Log Analysis: What Is It and How Does It Work?
If you work in Information Technology, you have doubtless encountered logs- in fact depending on your area of expertise, you may be inundated with them on a daily basis. Nearly every piece of digital technology produces some kind of log, from complex web applications to the drivers that power your mouse and keyboard. As such, the definition of what a “log” actually is, is necessarily loose; any output received from a piece of software could be considered a log. For the purposes of this article, we’ll define a log as a structured piece of information produced in real-time by a piece of software that informs the user of that software’s current status.
Log analysis, then, is the act of analyzing that software’s status over time. More specifically, it is the process of aggregating, categorizing, and deriving new information from the logs that you receive from the software you use. There are endless tools and methodologies that are used for log analysis, so in this article, we will go over a few of the most common strategies used in the industry and attempt to give readers the knowledge they need to make an informed decision for their use case.
The Fundamentals of Log Analysis
As mentioned above, log analysis can be broken down into three basic components regardless of context: aggregation, categorization, and derivation. In this section, I will break down those three concepts and explain how they translate into the real world.
Note: the next few sections are largely for those new to log analysis. If you are only looking for advice on establishing a log review process or deciding on which tools to use, you may consider skipping ahead to the Popular Log Analysis Tools section.
In order to analyze any set of data, you must first get all of it in one place. In the case of logs, this usually means storing the logs you receive in real-time to some kind of database that you can reference later. Even when analyzing logs in close-to-real time, such as network traffic analysis, you must have somewhere for the logs to go so that they can be accessed.
The first step to aggregation is to find out where your logs are going by default. Since almost all software produces logs, part of a software developer’s job is to decide where those logs will go. The most common locations tend to be a combination of log files, databases, and standard output.
Log files can be in a variety of places depending on the software, but some operating systems such as Linux do a bit of the aggregation for you- the /var/log directory tends to be the default logging location for software made for that platform. For other platforms, you’ll have to consult the software’s documentation.

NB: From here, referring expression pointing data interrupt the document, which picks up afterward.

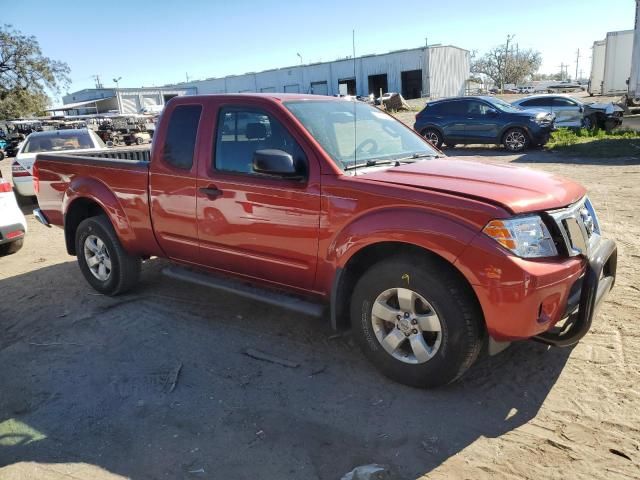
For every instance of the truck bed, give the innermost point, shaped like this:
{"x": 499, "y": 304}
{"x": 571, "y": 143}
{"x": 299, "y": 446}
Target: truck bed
{"x": 119, "y": 177}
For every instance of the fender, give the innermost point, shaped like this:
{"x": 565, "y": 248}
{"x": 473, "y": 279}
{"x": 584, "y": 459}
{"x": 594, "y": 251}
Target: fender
{"x": 419, "y": 227}
{"x": 422, "y": 228}
{"x": 95, "y": 190}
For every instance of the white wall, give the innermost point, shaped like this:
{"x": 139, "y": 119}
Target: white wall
{"x": 448, "y": 70}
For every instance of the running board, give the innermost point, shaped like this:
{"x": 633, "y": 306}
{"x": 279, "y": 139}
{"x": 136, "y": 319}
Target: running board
{"x": 272, "y": 297}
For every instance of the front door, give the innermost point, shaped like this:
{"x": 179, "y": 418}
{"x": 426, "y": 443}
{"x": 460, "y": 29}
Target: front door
{"x": 482, "y": 121}
{"x": 568, "y": 113}
{"x": 256, "y": 225}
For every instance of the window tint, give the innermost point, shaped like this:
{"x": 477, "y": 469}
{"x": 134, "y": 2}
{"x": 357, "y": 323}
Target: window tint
{"x": 180, "y": 142}
{"x": 563, "y": 102}
{"x": 476, "y": 109}
{"x": 537, "y": 102}
{"x": 243, "y": 131}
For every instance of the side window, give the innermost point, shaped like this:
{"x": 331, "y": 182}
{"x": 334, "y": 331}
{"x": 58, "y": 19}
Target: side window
{"x": 434, "y": 108}
{"x": 476, "y": 109}
{"x": 180, "y": 141}
{"x": 538, "y": 102}
{"x": 243, "y": 131}
{"x": 563, "y": 102}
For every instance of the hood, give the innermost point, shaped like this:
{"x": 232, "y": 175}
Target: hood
{"x": 517, "y": 189}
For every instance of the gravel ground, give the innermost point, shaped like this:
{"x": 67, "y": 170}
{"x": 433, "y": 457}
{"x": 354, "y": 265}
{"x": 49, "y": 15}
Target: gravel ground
{"x": 155, "y": 384}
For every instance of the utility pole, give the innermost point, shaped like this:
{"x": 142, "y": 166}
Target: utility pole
{"x": 506, "y": 62}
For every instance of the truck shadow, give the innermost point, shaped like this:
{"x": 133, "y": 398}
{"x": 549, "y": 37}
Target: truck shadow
{"x": 157, "y": 384}
{"x": 540, "y": 155}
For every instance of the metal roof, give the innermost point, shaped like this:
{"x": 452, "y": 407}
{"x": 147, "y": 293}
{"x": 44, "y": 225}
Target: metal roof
{"x": 72, "y": 106}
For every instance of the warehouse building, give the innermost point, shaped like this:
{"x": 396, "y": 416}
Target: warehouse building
{"x": 435, "y": 71}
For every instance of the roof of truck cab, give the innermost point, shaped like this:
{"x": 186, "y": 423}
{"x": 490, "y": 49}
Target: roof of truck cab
{"x": 280, "y": 97}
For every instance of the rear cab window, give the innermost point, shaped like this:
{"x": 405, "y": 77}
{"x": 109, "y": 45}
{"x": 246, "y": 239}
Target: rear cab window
{"x": 180, "y": 141}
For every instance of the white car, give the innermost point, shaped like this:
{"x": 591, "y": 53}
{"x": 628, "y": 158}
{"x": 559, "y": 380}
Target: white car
{"x": 52, "y": 141}
{"x": 13, "y": 225}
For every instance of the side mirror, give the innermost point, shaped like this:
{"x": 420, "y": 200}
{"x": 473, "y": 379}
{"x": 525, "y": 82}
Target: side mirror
{"x": 274, "y": 162}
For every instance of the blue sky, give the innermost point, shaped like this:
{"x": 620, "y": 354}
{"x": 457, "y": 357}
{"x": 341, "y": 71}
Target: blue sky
{"x": 159, "y": 42}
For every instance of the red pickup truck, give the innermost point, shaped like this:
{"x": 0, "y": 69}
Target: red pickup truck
{"x": 323, "y": 205}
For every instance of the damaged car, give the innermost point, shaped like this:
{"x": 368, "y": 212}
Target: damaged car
{"x": 572, "y": 113}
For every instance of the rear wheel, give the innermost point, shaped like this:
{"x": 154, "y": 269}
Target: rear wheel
{"x": 515, "y": 140}
{"x": 416, "y": 321}
{"x": 433, "y": 136}
{"x": 13, "y": 247}
{"x": 104, "y": 263}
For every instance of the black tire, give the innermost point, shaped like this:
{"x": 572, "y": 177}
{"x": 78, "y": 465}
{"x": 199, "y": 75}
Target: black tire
{"x": 433, "y": 136}
{"x": 516, "y": 146}
{"x": 452, "y": 300}
{"x": 125, "y": 268}
{"x": 12, "y": 247}
{"x": 590, "y": 122}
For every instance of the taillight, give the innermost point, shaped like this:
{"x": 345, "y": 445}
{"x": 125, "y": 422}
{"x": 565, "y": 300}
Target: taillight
{"x": 36, "y": 179}
{"x": 18, "y": 170}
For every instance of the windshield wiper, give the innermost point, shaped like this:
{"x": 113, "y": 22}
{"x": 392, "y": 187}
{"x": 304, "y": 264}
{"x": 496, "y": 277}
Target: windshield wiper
{"x": 416, "y": 156}
{"x": 395, "y": 162}
{"x": 370, "y": 163}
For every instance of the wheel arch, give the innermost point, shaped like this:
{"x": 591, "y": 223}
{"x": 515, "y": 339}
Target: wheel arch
{"x": 358, "y": 263}
{"x": 90, "y": 198}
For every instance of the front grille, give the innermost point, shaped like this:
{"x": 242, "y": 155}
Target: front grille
{"x": 578, "y": 227}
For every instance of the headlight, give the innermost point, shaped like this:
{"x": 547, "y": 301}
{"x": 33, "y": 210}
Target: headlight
{"x": 527, "y": 237}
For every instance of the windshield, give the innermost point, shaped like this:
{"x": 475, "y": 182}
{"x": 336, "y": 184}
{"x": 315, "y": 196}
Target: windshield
{"x": 354, "y": 133}
{"x": 59, "y": 141}
{"x": 504, "y": 106}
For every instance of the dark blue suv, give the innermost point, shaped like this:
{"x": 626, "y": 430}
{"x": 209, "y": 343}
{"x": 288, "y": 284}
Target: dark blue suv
{"x": 482, "y": 120}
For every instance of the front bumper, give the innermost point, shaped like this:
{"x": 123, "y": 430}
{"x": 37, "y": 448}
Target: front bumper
{"x": 11, "y": 233}
{"x": 598, "y": 280}
{"x": 523, "y": 299}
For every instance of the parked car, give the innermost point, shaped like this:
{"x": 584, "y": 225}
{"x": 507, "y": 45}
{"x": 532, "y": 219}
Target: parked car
{"x": 13, "y": 225}
{"x": 427, "y": 258}
{"x": 80, "y": 140}
{"x": 482, "y": 120}
{"x": 572, "y": 113}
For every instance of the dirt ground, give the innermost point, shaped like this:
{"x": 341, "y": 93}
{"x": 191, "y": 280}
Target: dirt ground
{"x": 155, "y": 384}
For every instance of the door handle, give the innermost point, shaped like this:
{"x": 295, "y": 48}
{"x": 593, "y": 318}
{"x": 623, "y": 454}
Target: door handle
{"x": 211, "y": 192}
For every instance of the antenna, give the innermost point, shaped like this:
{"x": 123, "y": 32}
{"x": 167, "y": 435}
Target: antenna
{"x": 355, "y": 123}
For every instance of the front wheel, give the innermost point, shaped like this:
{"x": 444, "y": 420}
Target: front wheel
{"x": 12, "y": 247}
{"x": 104, "y": 263}
{"x": 433, "y": 137}
{"x": 416, "y": 321}
{"x": 515, "y": 140}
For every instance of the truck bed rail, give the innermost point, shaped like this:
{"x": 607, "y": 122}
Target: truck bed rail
{"x": 137, "y": 154}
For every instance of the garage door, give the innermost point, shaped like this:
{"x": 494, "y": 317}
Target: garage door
{"x": 130, "y": 104}
{"x": 319, "y": 88}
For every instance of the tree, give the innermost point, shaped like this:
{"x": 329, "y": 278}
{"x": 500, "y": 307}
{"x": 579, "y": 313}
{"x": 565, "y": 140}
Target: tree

Databases are a popular option because they don’t necessarily have to exist on the same device that is running the software. If the software and device you’re using are connected to the internet, it’s a safe bet that logs are being sent to a central database server. Unfortunately, these databases aren’t always accessible to the end-user as they can be expensive to maintain and are designed for use by the software manufacturer, not you.
Standard output is probably the option you see the most because the “standard output” tends to be your screen. For example, if you run a program on Linux and see the output in the terminal, you have just received a log via the standard output.
Once you know where the logs are going by default, the next step is to decide where you want them to go. Usually, this will either be a database (if you want easy remote access) or a directory on your file system. Consider where you want your logs to be stored carefully- it should be somewhere that is easy for you to access, but secure from prying eyes.
The final step to aggregation is to redirect the logs from their default location to the place where you want them to go. This could involve modifying the software to change the default location, copying all or portions of log files, redirecting data from standard output, or making requests to a log database and storing the result.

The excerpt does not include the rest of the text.